Table of Contents Hide
As advantageous as it can be, leasing a car often gets short shrift from people who are underinformed about its benefits. Granted, leasing isn’t for everyone. However a lot more people could benefit from it than believe they could. Let’s take a look at some of the leasing myths to avoid buying into so you can accurately determine whether leasing is a better way for you to go.
Check the Car Leasing Myths to Avoid
1. Leasing Is More Expensive in the Long Run
Well, yes and no. While it’s true you’ll come out ahead if you’re a person who buys and holds onto a car for 10 years or more, the fact of the matter is most people don’t. On average, most people get a new car every 52 months.
This means they don’t keep them long enough to reap the financial benefits of outright ownership, even though they pay the entire cost of purchasing. Meanwhile, leasing costs less because you only pay for the depreciation the car experiences while you use it.
2. You Have to Watch How Much You Drive
Truth be told, you have to be just as concerned about miles when you buy a car. After all, you’ll also be dinged when you try to sell it or trade it in when you put too many miles on it. One of the basic rules of thumb governing used car sales is anything over 12,000 miles per year is excessive.

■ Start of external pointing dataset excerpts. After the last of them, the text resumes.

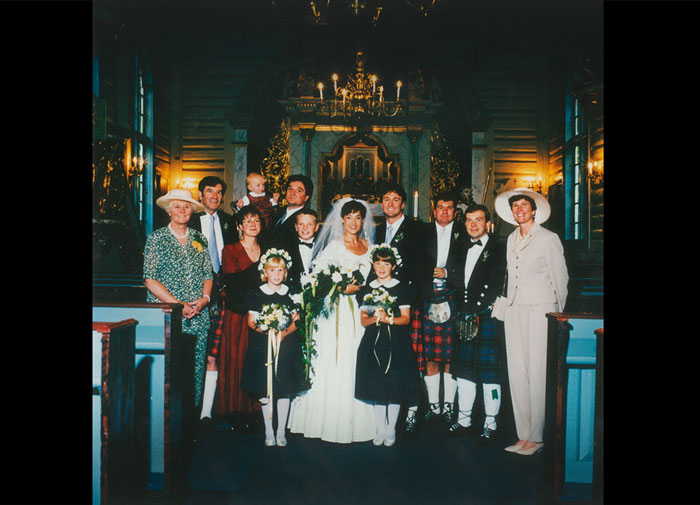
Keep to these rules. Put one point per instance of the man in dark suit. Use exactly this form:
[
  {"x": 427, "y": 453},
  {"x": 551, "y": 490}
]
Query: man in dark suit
[
  {"x": 306, "y": 225},
  {"x": 480, "y": 276},
  {"x": 299, "y": 190},
  {"x": 432, "y": 325},
  {"x": 220, "y": 229},
  {"x": 403, "y": 233}
]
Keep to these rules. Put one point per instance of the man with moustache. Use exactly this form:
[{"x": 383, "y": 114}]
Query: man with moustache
[
  {"x": 306, "y": 225},
  {"x": 299, "y": 190},
  {"x": 407, "y": 236},
  {"x": 480, "y": 274},
  {"x": 220, "y": 229},
  {"x": 432, "y": 325}
]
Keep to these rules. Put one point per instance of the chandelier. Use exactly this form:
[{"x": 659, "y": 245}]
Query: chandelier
[
  {"x": 360, "y": 97},
  {"x": 373, "y": 8}
]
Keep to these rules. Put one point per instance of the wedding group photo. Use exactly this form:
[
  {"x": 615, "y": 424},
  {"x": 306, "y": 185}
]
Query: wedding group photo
[{"x": 347, "y": 252}]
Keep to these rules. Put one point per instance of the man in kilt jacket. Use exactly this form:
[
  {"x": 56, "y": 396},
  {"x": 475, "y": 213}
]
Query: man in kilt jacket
[
  {"x": 432, "y": 322},
  {"x": 481, "y": 273}
]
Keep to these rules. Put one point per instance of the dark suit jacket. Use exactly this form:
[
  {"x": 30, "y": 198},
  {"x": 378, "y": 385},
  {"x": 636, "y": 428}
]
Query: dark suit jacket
[
  {"x": 409, "y": 240},
  {"x": 430, "y": 239},
  {"x": 294, "y": 273},
  {"x": 279, "y": 236},
  {"x": 229, "y": 229},
  {"x": 486, "y": 281}
]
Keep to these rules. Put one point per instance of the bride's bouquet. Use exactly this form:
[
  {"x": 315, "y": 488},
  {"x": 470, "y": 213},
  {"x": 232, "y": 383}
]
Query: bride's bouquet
[{"x": 321, "y": 291}]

Leases offer choices of up to 15,000 miles per year in standard contracts. And, you can buy more miles up front if you think you’ll exceed that figure. Most lease deals also give you a discount on mileage if you bake it into the contract from the very beginning. Plus, you’ll pay for those miles as you go along, rather than as a lump-sum surcharge at the end of the lease.
3. You Must Use the Car for Business to Get a Tax Break
One of the primary benefits of leasing for a business owner is the payment can often be written off an expense. So yes, leasing is wonderfully advantageous for entrepreneurs.

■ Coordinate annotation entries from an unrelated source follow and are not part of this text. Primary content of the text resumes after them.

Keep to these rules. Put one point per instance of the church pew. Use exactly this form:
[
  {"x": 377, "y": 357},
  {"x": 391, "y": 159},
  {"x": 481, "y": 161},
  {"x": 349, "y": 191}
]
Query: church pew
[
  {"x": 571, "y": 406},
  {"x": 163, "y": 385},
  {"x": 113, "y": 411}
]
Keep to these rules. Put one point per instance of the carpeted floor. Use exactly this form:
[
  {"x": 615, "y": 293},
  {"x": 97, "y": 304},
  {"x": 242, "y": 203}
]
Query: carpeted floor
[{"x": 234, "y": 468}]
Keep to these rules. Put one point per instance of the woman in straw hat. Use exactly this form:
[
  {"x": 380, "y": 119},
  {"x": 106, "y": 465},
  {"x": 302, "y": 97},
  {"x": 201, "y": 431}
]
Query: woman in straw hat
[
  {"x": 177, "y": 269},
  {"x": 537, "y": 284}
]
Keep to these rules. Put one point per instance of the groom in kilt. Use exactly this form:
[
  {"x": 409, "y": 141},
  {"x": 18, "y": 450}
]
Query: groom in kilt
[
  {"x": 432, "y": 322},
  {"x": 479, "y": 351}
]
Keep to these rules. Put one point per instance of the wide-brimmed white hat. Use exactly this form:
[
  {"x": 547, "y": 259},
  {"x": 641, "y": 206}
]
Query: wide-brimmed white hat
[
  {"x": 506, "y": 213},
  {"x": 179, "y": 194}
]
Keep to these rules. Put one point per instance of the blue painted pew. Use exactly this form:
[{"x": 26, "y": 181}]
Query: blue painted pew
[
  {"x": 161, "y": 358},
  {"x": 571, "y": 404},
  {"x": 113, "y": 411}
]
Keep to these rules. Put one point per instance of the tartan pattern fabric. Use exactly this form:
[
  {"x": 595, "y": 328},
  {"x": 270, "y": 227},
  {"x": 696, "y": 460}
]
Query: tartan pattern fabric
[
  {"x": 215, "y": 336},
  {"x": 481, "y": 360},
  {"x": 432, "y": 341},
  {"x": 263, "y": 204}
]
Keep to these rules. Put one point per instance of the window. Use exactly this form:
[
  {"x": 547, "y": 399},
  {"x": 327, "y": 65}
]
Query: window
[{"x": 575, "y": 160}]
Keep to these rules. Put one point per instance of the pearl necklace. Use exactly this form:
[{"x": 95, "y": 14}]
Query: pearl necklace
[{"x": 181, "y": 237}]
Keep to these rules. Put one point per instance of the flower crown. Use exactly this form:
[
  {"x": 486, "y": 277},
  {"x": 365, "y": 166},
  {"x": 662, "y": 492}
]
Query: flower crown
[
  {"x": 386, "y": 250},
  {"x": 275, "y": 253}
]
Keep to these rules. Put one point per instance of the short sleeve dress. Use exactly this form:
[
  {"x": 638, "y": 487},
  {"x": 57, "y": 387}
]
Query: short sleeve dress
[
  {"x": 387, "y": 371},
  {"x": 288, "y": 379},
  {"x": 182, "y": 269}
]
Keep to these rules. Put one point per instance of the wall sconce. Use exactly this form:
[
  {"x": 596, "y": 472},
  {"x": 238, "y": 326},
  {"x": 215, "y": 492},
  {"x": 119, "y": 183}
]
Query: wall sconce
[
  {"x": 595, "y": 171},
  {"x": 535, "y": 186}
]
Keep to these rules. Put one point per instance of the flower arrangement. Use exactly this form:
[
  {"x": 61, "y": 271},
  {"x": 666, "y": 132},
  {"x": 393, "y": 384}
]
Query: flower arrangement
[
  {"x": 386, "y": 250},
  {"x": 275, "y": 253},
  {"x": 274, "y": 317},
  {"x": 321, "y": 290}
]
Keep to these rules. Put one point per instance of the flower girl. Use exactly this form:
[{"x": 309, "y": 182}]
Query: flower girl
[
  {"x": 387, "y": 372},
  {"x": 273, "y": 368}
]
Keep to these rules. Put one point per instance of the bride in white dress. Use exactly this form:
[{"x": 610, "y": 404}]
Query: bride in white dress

However, regular people get a tax break when they lease too.
The sales tax on the price of the car is included in the purchase contract. That can add up to a lot of money, given the average new car transaction price is right around $37,000 these days. Assuming an eight percent sales tax rate, this can add $2,960 to the price of a car, which is typically folded into the monthly payments.

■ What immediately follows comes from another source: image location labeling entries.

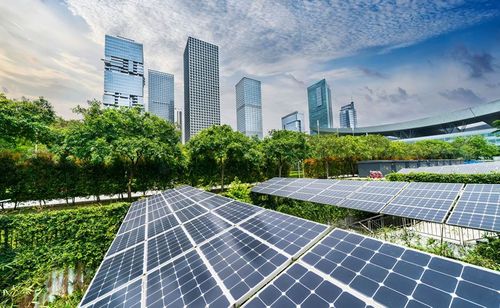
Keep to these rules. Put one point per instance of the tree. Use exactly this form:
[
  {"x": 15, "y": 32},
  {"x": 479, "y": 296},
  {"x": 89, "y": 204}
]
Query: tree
[
  {"x": 126, "y": 135},
  {"x": 285, "y": 147},
  {"x": 222, "y": 151}
]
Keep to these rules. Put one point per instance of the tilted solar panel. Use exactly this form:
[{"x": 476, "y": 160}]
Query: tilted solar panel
[
  {"x": 424, "y": 201},
  {"x": 478, "y": 207}
]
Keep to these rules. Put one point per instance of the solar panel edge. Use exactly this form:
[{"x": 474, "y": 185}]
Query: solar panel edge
[{"x": 100, "y": 266}]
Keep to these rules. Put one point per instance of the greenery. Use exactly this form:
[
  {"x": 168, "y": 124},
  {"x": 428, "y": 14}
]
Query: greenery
[
  {"x": 486, "y": 178},
  {"x": 32, "y": 245}
]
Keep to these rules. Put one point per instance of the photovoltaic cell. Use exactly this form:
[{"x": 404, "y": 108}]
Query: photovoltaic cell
[
  {"x": 186, "y": 282},
  {"x": 424, "y": 201},
  {"x": 299, "y": 287},
  {"x": 397, "y": 277},
  {"x": 288, "y": 233},
  {"x": 115, "y": 272},
  {"x": 127, "y": 297},
  {"x": 126, "y": 240},
  {"x": 205, "y": 227},
  {"x": 167, "y": 246},
  {"x": 241, "y": 261},
  {"x": 478, "y": 207},
  {"x": 237, "y": 211}
]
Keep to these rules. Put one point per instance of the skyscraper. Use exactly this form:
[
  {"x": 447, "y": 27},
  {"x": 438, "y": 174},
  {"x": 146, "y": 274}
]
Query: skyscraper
[
  {"x": 161, "y": 94},
  {"x": 348, "y": 118},
  {"x": 293, "y": 121},
  {"x": 123, "y": 73},
  {"x": 201, "y": 86},
  {"x": 249, "y": 107},
  {"x": 320, "y": 106}
]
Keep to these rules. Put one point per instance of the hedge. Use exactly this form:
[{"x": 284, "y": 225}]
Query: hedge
[
  {"x": 33, "y": 245},
  {"x": 486, "y": 178}
]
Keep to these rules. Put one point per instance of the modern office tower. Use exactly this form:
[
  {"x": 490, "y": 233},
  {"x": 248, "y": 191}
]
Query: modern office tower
[
  {"x": 123, "y": 73},
  {"x": 249, "y": 107},
  {"x": 161, "y": 94},
  {"x": 293, "y": 121},
  {"x": 201, "y": 86},
  {"x": 348, "y": 118},
  {"x": 320, "y": 106}
]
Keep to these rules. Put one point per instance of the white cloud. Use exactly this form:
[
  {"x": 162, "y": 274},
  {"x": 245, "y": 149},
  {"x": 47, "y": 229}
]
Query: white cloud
[{"x": 45, "y": 50}]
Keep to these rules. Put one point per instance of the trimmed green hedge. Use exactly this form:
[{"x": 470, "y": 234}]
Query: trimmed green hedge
[
  {"x": 32, "y": 245},
  {"x": 486, "y": 178}
]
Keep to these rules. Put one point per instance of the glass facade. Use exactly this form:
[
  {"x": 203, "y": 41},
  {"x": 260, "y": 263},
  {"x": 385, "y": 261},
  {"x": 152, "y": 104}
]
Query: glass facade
[
  {"x": 348, "y": 118},
  {"x": 249, "y": 107},
  {"x": 201, "y": 86},
  {"x": 123, "y": 73},
  {"x": 320, "y": 105},
  {"x": 293, "y": 121},
  {"x": 161, "y": 94}
]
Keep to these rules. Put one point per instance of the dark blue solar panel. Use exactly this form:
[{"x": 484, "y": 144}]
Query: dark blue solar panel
[
  {"x": 394, "y": 276},
  {"x": 166, "y": 246},
  {"x": 478, "y": 207},
  {"x": 116, "y": 271},
  {"x": 241, "y": 261},
  {"x": 299, "y": 287},
  {"x": 237, "y": 211},
  {"x": 184, "y": 283},
  {"x": 205, "y": 227},
  {"x": 127, "y": 297},
  {"x": 288, "y": 233}
]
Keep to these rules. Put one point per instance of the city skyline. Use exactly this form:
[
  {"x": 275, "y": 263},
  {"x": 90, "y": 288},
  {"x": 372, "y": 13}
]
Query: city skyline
[{"x": 403, "y": 62}]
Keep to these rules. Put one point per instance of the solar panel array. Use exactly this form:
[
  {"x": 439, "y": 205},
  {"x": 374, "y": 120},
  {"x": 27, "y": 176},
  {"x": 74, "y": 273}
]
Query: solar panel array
[
  {"x": 473, "y": 205},
  {"x": 187, "y": 247},
  {"x": 261, "y": 258},
  {"x": 477, "y": 168}
]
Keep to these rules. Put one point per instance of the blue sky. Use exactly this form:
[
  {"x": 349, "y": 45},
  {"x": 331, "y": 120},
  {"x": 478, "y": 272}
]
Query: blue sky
[{"x": 398, "y": 60}]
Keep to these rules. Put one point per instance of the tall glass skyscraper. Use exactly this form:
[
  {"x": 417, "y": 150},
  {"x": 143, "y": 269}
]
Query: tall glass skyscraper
[
  {"x": 249, "y": 107},
  {"x": 320, "y": 106},
  {"x": 161, "y": 95},
  {"x": 201, "y": 86},
  {"x": 293, "y": 121},
  {"x": 348, "y": 118},
  {"x": 123, "y": 73}
]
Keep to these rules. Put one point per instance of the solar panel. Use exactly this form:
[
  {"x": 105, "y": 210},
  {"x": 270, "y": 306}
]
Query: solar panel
[
  {"x": 372, "y": 196},
  {"x": 424, "y": 201},
  {"x": 478, "y": 207},
  {"x": 241, "y": 261},
  {"x": 398, "y": 277},
  {"x": 288, "y": 233}
]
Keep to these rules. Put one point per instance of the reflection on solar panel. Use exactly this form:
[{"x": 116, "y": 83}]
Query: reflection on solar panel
[
  {"x": 477, "y": 168},
  {"x": 424, "y": 201},
  {"x": 478, "y": 207},
  {"x": 373, "y": 196},
  {"x": 233, "y": 253},
  {"x": 394, "y": 276}
]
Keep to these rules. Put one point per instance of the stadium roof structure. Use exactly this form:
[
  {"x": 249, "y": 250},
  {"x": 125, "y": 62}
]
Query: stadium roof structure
[{"x": 436, "y": 125}]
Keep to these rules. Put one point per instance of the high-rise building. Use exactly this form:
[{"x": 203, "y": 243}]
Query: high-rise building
[
  {"x": 320, "y": 106},
  {"x": 348, "y": 118},
  {"x": 249, "y": 107},
  {"x": 293, "y": 121},
  {"x": 123, "y": 73},
  {"x": 201, "y": 86},
  {"x": 161, "y": 94}
]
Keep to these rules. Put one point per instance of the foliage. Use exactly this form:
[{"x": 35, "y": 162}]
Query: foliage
[
  {"x": 486, "y": 178},
  {"x": 239, "y": 191},
  {"x": 219, "y": 153},
  {"x": 284, "y": 148},
  {"x": 34, "y": 244}
]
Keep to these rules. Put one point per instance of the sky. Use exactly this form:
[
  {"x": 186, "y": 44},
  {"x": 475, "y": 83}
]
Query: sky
[{"x": 397, "y": 60}]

However, knowing how to lease a car, you’ll only pay tax on the monthly payment, which is calculated based upon the anticipated depreciation of the automobile. Most vehicles retain 60 percent of their value after three years, which means you’ll pay for the 40 percent it depreciates over the term of a three-year lease. In other words, you’ll only pay sales tax on 40 percent of the car’s value rather than the entire amount.
4. Leased Cars Cost More to Acquire
Dealers are in business to make a profit and as such will charge whatever the market will bear. However, you can negotiate a lease the exact same way you’d negotiate a purchase.
In fact, many car-buying experts advise approaching the deal as if you were buying the car, and introduce the idea of leasing only after arriving at an acceptable purchase price. This prevents a salesperson from holding at a higher price because they know you’ll have lower monthly payments with a lease.
These are just four of the many leasing myths to avoid buying into. The fact of the matter is leasing a car can be more favorable than popular wisdom perceives it to be. Take your time. Consider your circumstances. Are you really going to hold on to that new car for 10 years? Do some more research. You might find out leasing is a better way for you to go.